Compression technique 2: Product quantization
Product quantization is a vector quantization technique which produces a more compact representation of data while maintaining a minimal loss in information. The basic idea behind product quantization is to split the vectors into sub-regions and approximate the representation of a sub-region with the closest matching centroid. Doing this allows us to store the vectors much more efficiently—instead of storing the original floating point values for each vector, we’re just going to store centroid IDs as integers. A vector can later be reconstructed by making lookups to the centroid database.
Vector compression using product quantization. Image taken from Chris McCormick’ blog. |
To better understand how product quantization works, you should definitely read Chris McCormick’s tutorial about product quantizers: http://mccormickml.com/2017/10/13/product-quantizer-tutorial-part-1/
We’re going to use python’s pqkmeans library to generate our database of centroids and assign centroid IDs for each word. Each word vector of 150D (after PCA) will be transformed to a compressed representation of 30 centroid IDs.
import pqkmeans
def product_quantize(vectors, subdims=30, centres=1000):
encoder = pqkmeans.encoder.PQEncoder(iteration=40, num_subdim=subdims, Ks=centres)
encoder.fit(vectors)
vectors_pq = encoder.transform(vectors)
reconstructed_vectors = encoder.inverse_transform(vectors_pq)
return reconstructed_vectors, vectors_pq, encoder.codewords
reconstructed_embeddings, codes, centroids = product_quantize(reduced_embeddings)
# Compute accuracy of new model
words = [model.index2word[idx] for idx in range(len(reconstructed_embeddings))]
model = KeyedVectors(vector_size=reconstructed_embeddings.shape[1])

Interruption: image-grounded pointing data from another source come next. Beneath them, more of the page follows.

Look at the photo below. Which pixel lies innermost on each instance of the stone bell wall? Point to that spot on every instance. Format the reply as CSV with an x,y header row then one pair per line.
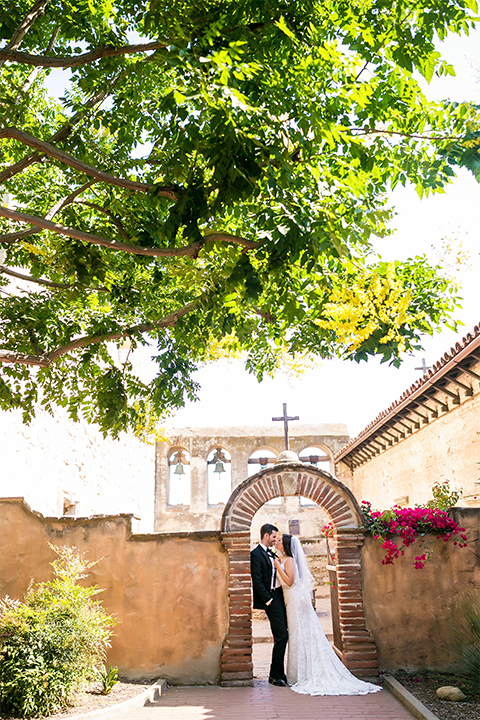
x,y
410,612
169,592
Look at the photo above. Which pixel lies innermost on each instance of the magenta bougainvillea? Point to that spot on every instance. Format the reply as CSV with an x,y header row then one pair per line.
x,y
411,524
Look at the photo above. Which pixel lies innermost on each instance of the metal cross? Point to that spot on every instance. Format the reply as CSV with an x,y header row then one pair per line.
x,y
285,419
424,367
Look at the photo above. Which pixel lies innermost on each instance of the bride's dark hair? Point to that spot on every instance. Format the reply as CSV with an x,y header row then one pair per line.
x,y
287,545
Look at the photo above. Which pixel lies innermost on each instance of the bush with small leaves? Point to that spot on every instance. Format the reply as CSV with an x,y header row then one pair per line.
x,y
53,641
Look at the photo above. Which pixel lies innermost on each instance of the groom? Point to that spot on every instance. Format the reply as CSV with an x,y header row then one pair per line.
x,y
268,596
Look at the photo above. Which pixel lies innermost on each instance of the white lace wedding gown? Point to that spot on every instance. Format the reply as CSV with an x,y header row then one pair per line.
x,y
313,668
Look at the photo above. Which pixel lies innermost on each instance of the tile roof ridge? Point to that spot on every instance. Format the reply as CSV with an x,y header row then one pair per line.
x,y
416,385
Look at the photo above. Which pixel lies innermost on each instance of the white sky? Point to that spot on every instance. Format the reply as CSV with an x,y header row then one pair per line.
x,y
345,392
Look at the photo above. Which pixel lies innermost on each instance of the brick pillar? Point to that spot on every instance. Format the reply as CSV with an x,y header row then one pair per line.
x,y
237,665
359,650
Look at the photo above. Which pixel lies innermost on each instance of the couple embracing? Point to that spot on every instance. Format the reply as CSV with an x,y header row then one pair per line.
x,y
282,586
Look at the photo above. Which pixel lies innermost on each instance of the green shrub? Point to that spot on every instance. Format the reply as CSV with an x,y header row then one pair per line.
x,y
108,678
467,641
52,643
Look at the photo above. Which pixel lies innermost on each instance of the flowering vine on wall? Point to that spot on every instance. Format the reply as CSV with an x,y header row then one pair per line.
x,y
411,524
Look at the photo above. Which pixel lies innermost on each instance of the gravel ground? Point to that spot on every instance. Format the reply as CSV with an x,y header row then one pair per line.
x,y
424,688
92,699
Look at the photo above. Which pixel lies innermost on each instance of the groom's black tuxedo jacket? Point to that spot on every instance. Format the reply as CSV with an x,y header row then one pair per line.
x,y
261,569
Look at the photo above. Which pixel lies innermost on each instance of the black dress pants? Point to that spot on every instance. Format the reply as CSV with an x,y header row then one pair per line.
x,y
277,616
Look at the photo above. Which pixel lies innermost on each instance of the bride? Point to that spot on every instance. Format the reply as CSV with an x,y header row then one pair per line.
x,y
313,668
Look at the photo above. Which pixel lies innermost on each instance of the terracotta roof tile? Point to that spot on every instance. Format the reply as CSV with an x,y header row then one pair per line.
x,y
471,339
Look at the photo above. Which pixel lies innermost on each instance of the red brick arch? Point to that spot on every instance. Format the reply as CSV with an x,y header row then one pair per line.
x,y
358,648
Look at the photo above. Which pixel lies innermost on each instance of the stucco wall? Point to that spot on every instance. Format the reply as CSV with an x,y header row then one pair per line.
x,y
446,449
169,592
410,612
241,442
54,458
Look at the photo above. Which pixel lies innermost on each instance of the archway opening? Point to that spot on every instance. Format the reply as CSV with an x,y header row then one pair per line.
x,y
309,531
357,650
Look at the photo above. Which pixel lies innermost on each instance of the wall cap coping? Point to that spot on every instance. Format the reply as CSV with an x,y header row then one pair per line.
x,y
125,517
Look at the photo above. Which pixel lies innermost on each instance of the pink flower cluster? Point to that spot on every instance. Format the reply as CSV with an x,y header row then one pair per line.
x,y
410,524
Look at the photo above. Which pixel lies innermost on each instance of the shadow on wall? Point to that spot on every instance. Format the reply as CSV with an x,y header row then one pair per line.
x,y
169,591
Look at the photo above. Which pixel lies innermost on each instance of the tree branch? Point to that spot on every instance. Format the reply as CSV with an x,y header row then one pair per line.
x,y
191,250
35,12
61,134
109,214
63,157
13,237
365,133
77,60
10,356
29,278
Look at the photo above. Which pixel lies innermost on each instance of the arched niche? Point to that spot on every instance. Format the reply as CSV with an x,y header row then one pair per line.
x,y
357,650
219,476
179,476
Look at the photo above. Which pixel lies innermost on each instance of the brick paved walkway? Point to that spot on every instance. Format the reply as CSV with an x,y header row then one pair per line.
x,y
264,702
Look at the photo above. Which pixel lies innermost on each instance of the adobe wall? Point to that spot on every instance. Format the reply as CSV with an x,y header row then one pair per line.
x,y
448,448
169,592
410,612
54,458
241,442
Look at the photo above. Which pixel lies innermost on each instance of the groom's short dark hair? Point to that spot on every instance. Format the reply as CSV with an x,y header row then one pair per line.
x,y
267,529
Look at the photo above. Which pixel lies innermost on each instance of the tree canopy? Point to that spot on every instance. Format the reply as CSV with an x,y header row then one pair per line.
x,y
213,176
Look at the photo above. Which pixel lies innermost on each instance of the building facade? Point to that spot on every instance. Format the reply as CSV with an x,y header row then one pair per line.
x,y
428,436
198,468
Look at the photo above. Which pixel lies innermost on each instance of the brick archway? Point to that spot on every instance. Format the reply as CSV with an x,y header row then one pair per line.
x,y
358,647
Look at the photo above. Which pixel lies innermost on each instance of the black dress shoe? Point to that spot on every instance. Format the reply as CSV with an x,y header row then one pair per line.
x,y
277,681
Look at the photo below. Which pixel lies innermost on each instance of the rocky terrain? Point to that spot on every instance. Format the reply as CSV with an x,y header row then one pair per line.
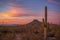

model.add(words, reconstructed_embeddings, replace=True)
compute_accuracy(model)
Output:
Accuracy: 81.957310%
Lets do a size comparison between the original embeddings and the codes + centroids generated using product quantization
original_size = original_embeddings.nbytes
new_size = codes.nbytes + centroids.nbytes
print("Size reduction: {:f}%".format((original_size - new_size) * 100 / original_size))
Output:
Size reduction: 93.000000%
That’s a pretty significant reduction in size with only a small decrease in accuracy. Now that we’ve compressed our vectors to a reasonable size, we can deploy them to the browser!
Loading vectors using tensorflow.js
The final codes and centroids generated using product quantization along with the vocabulary are bundled into a JSON file. The vectors are then loaded on the browser using tensorflow.js. I’ve written a javascript library with tfjs which lets you unpack the vectors and reconstruct word embeddings by making lookups to the database of centroids. It also lets you search a word’s nearest neighbors and evaluate word analogies.
You can checkout the implementation on Github: https://github.com/mb-14/embeddings.js
Future explorations
The word analogy test might not be a good way to measure the usefulness of word embeddings in practical NLP tasks. Instead, we can perform benchmarking on a task like sentiment analysis for a better measure of accuracy.
Deploying word embeddings is only the first step to implementing natural language based deep learning models in the browser. Fortunately, libraries like tensorflow.js make it very easy to run complex graphs on the browser.